I also asserted that Jamaica should review its fiscal policies to ensure that incentives available elsewhere within CARICOM are also available to Jamaican producers, and that our fiscal, monetary and exchange-rate policies do not have the effect of disadvantaging our producers.
I suggested that Jamaica require CARICOM to establish a special, high-level committee to develop a mechanism to bring equity and fairness to CARICOM trade, including the rationalisation of incentives, to the region; and I pointed out that in order to avoid disadvantaging non-oil-producing countries, there must be a CARICOM energy policy, which provides, among other things, for consistency in the pricing of energy within CARICOM.
Finally, I suggested that the application of the CET to petroleum-based products be discontinued; as neither the subsidy to CARICOM nor the additional foreign exchange used to purchase these products from CARICOM can be justified.
The Government, while ignoring these practical steps to improve our competitive position in the region, hyperventilates over CARICOM issues, which might generate popular fervour but are ultimately insignificant: Jamaican patties and the 'right' of Jamaicans to enter Trinidad and Barbados.
Meanwhile, other CARICOM countries have been happy to keep Jamaica distracted from the issues that really matter to our economic interest. The well-known Trinidadian practice of 'mamaguy', or flattering to deceive, has been put to effective use.
Jamaica's leaders have won high honour and praise from CARICOM; even as we are disadvantaged in our trade with the region. We are sold the noble objectives of Trinidad monitoring its imports; and it is used as an embargo against Jamaican products. We receive a grand promise of natural gas at concessional prices; but could never get Trinidad to seal a deal. And now Trinidad's foreign minister seemingly submits to the demand for a meeting with his Jamaican counterpart and both emerge triumphantly, preaching platitudes about "upholding the dignity of our Caribbean citizens" and committing to "resolving differences through constructive dialogue".

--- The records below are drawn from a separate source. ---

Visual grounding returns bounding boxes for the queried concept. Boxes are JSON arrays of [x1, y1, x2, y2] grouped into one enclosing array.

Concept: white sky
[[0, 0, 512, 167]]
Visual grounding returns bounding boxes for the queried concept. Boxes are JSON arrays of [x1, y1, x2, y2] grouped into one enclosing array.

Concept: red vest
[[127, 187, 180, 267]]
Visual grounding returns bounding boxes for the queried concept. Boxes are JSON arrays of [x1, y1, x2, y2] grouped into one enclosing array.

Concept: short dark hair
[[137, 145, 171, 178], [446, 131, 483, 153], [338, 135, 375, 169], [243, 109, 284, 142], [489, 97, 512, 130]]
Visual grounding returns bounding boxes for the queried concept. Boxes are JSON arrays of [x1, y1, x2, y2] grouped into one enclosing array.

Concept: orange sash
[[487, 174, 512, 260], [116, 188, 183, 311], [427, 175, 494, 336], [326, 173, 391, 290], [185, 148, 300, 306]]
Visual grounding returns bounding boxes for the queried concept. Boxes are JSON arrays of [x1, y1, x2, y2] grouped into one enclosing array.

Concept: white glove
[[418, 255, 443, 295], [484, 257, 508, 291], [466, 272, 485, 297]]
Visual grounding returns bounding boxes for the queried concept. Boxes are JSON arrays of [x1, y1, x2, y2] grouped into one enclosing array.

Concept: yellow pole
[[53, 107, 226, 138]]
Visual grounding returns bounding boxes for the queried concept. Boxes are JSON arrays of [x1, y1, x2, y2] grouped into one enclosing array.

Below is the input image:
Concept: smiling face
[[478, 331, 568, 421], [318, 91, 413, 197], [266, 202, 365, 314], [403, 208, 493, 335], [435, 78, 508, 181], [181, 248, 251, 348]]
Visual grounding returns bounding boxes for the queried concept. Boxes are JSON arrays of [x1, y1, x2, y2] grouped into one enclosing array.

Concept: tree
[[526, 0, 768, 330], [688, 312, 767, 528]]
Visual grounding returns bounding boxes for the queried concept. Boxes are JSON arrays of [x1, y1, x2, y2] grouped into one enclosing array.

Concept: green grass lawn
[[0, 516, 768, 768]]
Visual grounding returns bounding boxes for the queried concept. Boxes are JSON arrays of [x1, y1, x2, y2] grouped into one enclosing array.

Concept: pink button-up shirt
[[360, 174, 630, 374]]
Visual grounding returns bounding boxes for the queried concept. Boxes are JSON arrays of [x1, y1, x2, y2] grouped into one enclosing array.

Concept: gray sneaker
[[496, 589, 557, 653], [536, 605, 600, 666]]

Continuous 'mamaguying' has perpetuated Trinidad's economic dominance of Jamaica ever since it became worried about a perceived threat from Jamaica's improving competitiveness in the early 1980s.
But Trinidad by no means holds a monopoly on mamaguying Jamaica's political leaders.
We were equally deluded by our negotiating partners of the Economic Partnership Agreement (EPA) and surrendered much of our economic interests in the process. Like CARICOM, the EPA exposed Jamaica's economic uncompetitiveness to be exploited by countries whose economic policies provide more competitive environments for their producers.
The Government's continued failure to implement policies which can improve our competitiveness might be explained by the number of influential Jamaicans who benefit from the status quo and are prepared to mamaguy it into believing that its economic policies are sound. This has not only ruined our economy but has widened the income disparity in the society.
US President Barack Obama pointed out in a recent speech that a society disfigured by the degree of income disparity which exists in Jamaica and Argentina retards economic development.
Such an unflattering reference to Jamaica by the United States' first black president must have rattled the graves of the founding fathers of the People's National Party and irked a prime minister whose calling card is 'love for the poor'.
The conspicuousness of our extreme income disparity to outsiders leads one to wonder if our own leaders could have failed to notice it, and more important, why they have failed to do anything about it over all these years.
It is not beyond Jamaica's capacity to build an economy capable of providing equitable prosperity for our people and attract the respect, rather than the derision, of others. But the Government must will itself to focus on the goal of economic development and build a steely resistance to 'mamaguy' from any quarter.